Many of my loved ones are people I characterize as being islands. You know the sort–they can HANDLE it, all by themselves, thankyouverymuch. In times of adversity I am always one of the first to smack these people around and say “You don’t NEED to be an island. Let some people in… you may be pleasantly surprised at how much it HELPS.”
Of course, I know this island sort, because I am one of them.
I believe in asking for help when you need it. But I don’t need it, you see.
Okay, so sometimes I need it. Little by little, I have figured out the areas in my life where I require help, and even more slowly, I’ve learned to reach out in those cases.

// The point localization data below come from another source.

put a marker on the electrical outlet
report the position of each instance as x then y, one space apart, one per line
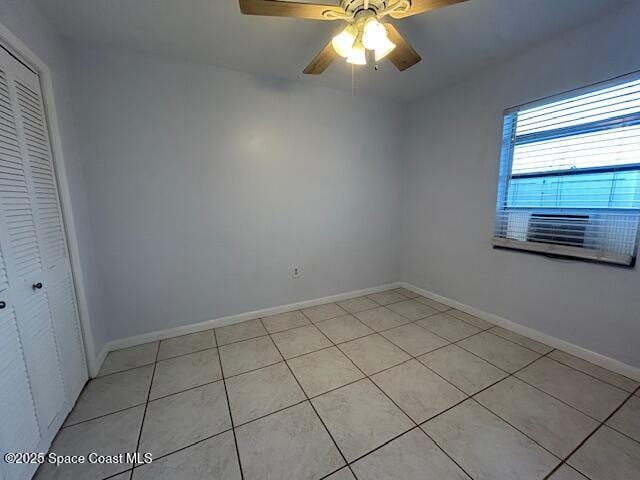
295 271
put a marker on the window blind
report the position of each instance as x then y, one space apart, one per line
569 181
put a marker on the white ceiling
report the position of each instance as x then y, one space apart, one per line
454 42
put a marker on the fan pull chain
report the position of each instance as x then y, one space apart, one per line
353 80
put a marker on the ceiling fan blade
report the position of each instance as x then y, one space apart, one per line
403 56
320 63
422 6
276 8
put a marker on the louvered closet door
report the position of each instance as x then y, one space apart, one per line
43 366
18 419
54 253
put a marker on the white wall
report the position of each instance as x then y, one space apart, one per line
205 185
450 178
24 20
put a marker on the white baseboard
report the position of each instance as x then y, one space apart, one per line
588 355
229 320
99 360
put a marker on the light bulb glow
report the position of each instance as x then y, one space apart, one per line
374 34
343 42
358 55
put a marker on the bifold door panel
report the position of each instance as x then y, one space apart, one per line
43 367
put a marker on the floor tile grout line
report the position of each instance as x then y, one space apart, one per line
593 376
226 392
557 398
466 395
185 447
454 343
415 357
314 408
404 413
103 415
146 407
585 440
492 326
121 371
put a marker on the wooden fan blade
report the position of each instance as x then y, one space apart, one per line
322 60
422 6
403 56
276 8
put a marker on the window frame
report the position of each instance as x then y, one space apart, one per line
508 139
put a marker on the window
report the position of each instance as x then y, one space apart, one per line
570 174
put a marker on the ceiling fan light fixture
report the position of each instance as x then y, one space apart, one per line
358 55
374 34
343 42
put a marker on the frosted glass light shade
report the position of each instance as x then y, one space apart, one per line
343 42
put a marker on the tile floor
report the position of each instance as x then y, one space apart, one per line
387 386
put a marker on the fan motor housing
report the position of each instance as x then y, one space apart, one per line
354 6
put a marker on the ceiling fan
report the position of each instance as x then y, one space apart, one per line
364 31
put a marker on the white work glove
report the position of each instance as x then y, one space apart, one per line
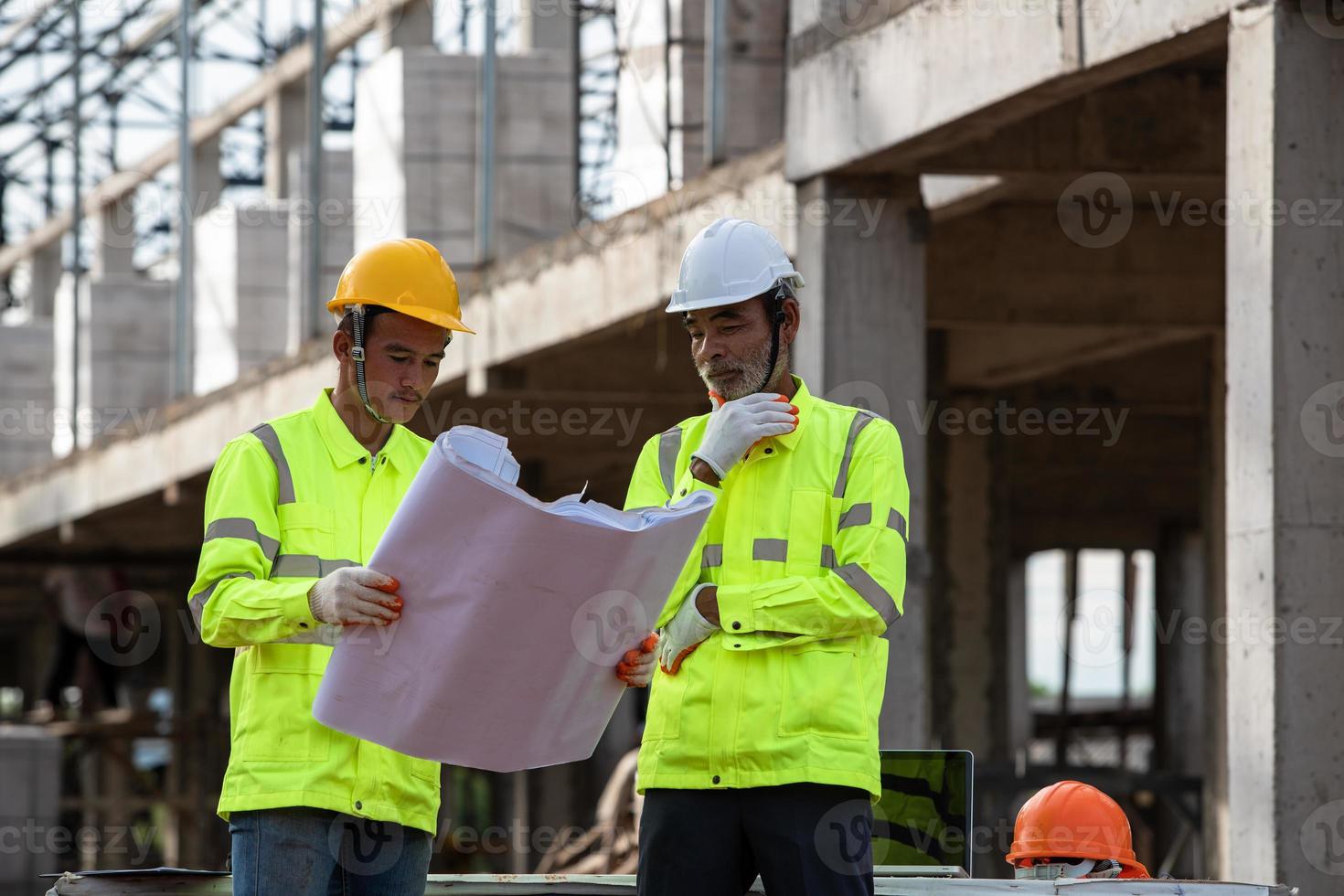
687 632
735 426
636 667
355 595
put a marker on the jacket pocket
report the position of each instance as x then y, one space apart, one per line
806 531
279 723
306 528
667 693
425 769
824 690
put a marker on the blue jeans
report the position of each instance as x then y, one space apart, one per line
316 852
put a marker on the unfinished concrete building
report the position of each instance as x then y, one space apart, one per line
1087 257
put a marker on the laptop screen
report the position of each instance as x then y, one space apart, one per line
925 813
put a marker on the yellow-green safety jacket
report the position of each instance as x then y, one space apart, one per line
806 546
288 503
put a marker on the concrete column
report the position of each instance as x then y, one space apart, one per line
286 129
45 278
1217 848
1285 472
114 238
411 26
972 635
26 395
1180 695
336 212
862 251
208 182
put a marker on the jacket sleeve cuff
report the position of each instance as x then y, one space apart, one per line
294 606
688 484
735 610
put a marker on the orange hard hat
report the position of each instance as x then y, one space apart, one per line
1072 819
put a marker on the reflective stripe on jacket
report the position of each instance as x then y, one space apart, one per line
806 546
288 503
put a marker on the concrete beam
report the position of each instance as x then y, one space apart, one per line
621 269
1018 265
930 78
1163 123
997 359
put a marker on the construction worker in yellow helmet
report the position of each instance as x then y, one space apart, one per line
293 512
761 739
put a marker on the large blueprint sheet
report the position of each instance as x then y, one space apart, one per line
515 615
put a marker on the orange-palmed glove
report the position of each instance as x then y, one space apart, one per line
687 632
636 667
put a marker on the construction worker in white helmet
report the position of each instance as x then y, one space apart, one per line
761 741
293 512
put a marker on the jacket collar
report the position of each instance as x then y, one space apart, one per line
803 400
345 448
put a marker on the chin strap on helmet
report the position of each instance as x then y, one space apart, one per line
774 308
357 354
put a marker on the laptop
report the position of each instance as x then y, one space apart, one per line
923 818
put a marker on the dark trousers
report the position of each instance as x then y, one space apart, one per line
315 852
804 840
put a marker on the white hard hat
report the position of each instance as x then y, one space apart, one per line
729 262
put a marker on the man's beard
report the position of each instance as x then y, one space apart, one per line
746 377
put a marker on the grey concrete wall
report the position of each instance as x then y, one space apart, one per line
125 357
754 94
242 295
415 151
863 341
1285 495
754 103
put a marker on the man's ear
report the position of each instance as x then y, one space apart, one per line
342 343
792 318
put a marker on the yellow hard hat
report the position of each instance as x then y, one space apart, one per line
406 275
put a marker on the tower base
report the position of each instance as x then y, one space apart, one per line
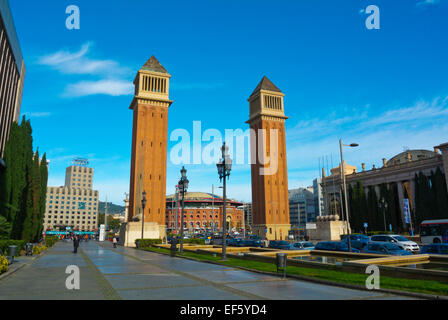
131 231
272 231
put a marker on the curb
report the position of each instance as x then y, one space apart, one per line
326 282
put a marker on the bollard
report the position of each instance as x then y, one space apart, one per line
281 263
29 249
173 247
12 253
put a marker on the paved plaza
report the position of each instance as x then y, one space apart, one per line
127 273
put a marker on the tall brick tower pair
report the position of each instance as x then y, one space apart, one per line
270 198
270 203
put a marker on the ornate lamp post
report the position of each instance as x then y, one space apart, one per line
384 207
183 186
224 166
345 191
143 213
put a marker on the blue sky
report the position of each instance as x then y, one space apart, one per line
386 89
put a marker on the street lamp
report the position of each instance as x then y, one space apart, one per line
183 186
224 167
384 207
347 220
143 213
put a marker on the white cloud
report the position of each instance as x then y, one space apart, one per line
37 114
108 87
426 3
78 63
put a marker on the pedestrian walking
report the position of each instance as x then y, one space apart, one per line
76 244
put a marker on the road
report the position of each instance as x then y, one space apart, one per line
127 273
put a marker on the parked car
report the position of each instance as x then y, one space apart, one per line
385 248
251 243
279 244
400 241
302 245
334 246
435 248
357 241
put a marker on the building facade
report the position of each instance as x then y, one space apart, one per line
301 207
12 74
270 204
149 144
203 212
248 218
74 205
319 204
392 187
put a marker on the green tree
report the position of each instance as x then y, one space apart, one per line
22 198
5 228
114 224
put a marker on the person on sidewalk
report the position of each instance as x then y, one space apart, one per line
76 244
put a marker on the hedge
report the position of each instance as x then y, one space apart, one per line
194 241
4 245
145 243
50 240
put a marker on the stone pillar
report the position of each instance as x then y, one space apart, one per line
444 149
400 201
377 191
412 183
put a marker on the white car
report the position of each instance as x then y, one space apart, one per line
400 241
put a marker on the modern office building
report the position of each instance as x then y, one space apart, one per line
269 172
248 219
394 184
203 212
12 74
74 205
319 204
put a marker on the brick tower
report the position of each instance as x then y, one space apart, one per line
270 199
149 144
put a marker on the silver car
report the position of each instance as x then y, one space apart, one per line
400 241
302 245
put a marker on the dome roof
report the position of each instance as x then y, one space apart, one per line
413 154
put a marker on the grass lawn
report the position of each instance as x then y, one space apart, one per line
412 285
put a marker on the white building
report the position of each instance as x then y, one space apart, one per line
74 205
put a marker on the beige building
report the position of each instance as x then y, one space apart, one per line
74 205
396 177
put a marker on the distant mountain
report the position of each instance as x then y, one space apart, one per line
111 208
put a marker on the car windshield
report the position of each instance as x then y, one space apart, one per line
400 238
341 245
308 244
391 247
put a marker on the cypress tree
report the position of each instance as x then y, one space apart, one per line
43 170
35 194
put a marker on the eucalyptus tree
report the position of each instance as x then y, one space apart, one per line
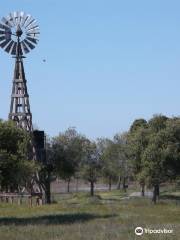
16 170
91 164
137 141
67 150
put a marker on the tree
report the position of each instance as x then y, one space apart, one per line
90 166
15 168
109 162
137 141
67 151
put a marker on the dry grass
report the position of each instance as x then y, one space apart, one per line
79 217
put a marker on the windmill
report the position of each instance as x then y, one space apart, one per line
18 36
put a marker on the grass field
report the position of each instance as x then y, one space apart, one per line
107 216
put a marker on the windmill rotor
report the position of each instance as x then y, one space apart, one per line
19 33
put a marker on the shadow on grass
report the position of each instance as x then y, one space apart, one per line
51 219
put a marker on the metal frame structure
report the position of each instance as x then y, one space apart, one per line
18 35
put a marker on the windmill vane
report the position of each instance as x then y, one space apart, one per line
18 33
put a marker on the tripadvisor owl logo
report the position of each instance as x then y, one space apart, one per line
139 231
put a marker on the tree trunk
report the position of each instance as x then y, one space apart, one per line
119 183
155 193
48 188
68 185
142 190
77 183
109 183
124 184
92 188
158 191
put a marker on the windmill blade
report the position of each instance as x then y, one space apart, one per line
6 22
20 49
8 48
22 17
3 44
33 35
25 17
2 38
30 45
13 50
33 40
28 19
2 32
16 15
3 27
32 22
32 32
24 47
11 19
33 28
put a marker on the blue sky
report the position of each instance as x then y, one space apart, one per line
107 63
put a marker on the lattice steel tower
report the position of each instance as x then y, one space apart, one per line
18 35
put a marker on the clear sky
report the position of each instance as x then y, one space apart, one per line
108 62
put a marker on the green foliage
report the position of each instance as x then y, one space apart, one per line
15 168
67 151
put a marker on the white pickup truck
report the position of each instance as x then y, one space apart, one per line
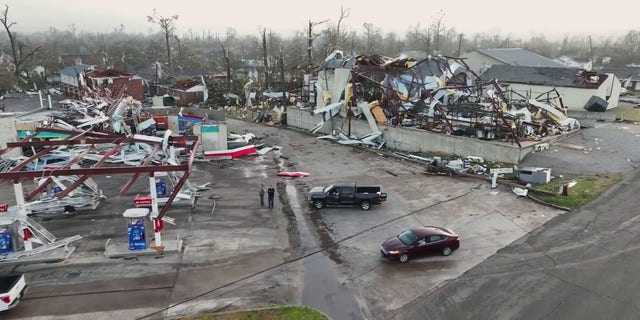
12 287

Except that now, I am flailing amidst a whole new kind of crisis, and it managed to fall on the same weekend when I have company. Lucky me! Lucky them! Needless to say this is helping my anxiety level tremendously, as there’s nothing better than having anxiety attacks unless it’s having anxiety attacks in front of the one person I desperately don’t want to have see me like this.
An interesting thing is happening. I’m still a mess. I’m still hating where I’m at, still feeling like much of the logic center of my brain has been taken hostage by vorpal bunnies. But I am also seeing that I don’t have to hide it. I can even need acceptance and comfort and receive them. No one is running away.
I’m still scared out of my mind.
But it’s better, now. I’m not alone.